The model infers missing patches to produce different but plausible outputs which implies that it has semantic understanding of the scene and its objects that cannot be naively extrapolated by lines or textures. This is an evidence of the efficacy of the learned representations. The method aims to remove random patches that most likely do not form semantic segments.
The authors observe that decoder depth is crucial for linear probing when compared to fine-tuning. They explain that this is because of the differences between pixel reconstruction task and recognition. In an autoencoder, the last several layers are specialized for reconstruction and are not as relevant for recognition. A deep decoder has more layers to account for the reconstruction while having more general latent representations. In fine-tuning, last few layers of the autoencoder can be tuned anyway to the downstream recognition task, making decoder depth not as influential.
As mentioned earlier, the authors don’t use mask tokens in the encoder because they observe that accuracy drops by 14% when they are used in the encoder. They assert that this is due to the consequential domain gap between training and inference. During training the encoder sees a large amount of mask tokens which is absent during inference in uncorrupted images. When mask tokens are removed, the encoder always sees real patches maintaining uniformity.
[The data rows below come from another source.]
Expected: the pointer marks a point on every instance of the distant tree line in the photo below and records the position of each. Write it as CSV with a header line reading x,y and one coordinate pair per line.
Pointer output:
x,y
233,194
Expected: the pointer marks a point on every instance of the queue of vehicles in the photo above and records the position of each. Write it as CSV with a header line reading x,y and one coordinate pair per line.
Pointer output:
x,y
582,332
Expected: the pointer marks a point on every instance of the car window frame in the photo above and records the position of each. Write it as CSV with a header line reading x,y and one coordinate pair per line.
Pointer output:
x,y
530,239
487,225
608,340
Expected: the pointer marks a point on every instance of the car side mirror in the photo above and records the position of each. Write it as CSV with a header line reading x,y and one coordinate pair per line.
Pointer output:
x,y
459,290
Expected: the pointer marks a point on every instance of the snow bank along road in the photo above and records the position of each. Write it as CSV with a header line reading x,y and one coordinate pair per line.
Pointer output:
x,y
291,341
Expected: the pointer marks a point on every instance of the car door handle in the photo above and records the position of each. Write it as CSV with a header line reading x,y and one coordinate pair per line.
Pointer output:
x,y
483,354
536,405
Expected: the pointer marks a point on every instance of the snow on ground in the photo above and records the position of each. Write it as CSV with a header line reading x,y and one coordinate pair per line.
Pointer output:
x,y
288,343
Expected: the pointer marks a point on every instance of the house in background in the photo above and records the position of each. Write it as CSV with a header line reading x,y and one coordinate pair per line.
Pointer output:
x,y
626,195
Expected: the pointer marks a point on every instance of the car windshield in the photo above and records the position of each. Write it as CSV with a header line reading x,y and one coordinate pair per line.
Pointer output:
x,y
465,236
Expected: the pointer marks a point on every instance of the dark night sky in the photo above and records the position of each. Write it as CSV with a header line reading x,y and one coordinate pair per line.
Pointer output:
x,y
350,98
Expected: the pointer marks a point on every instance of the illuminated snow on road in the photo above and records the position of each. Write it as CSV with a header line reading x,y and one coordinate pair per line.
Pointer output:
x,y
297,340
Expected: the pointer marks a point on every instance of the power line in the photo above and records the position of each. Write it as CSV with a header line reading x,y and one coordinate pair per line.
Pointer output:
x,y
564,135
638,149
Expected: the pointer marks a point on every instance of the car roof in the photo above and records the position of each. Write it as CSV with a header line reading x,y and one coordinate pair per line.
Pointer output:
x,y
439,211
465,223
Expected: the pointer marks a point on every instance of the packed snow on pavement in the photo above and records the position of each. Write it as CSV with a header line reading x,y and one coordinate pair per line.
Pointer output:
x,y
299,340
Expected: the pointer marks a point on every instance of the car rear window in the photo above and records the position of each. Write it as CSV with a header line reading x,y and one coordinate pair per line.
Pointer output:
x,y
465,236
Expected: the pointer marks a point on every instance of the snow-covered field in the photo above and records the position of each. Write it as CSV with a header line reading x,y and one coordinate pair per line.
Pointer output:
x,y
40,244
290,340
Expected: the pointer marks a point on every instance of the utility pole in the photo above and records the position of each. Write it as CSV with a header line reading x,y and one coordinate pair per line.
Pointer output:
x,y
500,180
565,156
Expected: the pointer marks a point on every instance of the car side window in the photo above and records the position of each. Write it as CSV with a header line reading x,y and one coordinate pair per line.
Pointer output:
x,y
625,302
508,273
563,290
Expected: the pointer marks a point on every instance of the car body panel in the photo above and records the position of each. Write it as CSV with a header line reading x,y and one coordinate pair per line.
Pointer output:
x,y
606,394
This also has computational advantages during training.
They also observe that representation quality improves when normalized pixel values are used for reconstruction i.e. mean and standard deviation of all pixels in a patch is used to normalize the patch. The per-patch normalization enhances contrast locally implying that model likes high-frequency components.
When the authors use visual tokens as reconstruction targets like in BEiT, they don’t see any advantage vs normalized pixels thus deeming tokenization unnecessary. They use DALL-E dVAE tokenizer for this experiment replicating BEiT. In addition, not having to pre-train dVAE reduces need for additional data and computational overhead. Possibly having the dVAE has some correlation to the difficulty BEiT faces in pixel reconstruction(?) Using dVAE tokens was seen to be better than using unnormalized pixels but using normalized pixels was seen to be same as using tokens over all the cases tested.
For augmentation, they only cropping. They see that color jittering degrades results and is not too dependent on augmentation compared to contrastive learning techniques such as SimCLR and BYOL. This might be due to the random masking playing the role of data augmentation since the masks are different at each iteration, leading to “new” data samples.
Saturation is not observed for linear probing even at 1600 epochs pointing to scalability, unlike contrastive learning techniques. Note that MAE encoder sees only 25% of patches per epoch while contrastive techniques sees 200% of patches owing to data augmentation dependency.
To adapt their model with ViT backbone to object detection (Mask R-CNN), they divide the stack of transformer blocks into 4 subsets and apply convolutions to up/down-sample intermediate feature maps for producing different scales. These multi-scale maps are provided as base for FPN.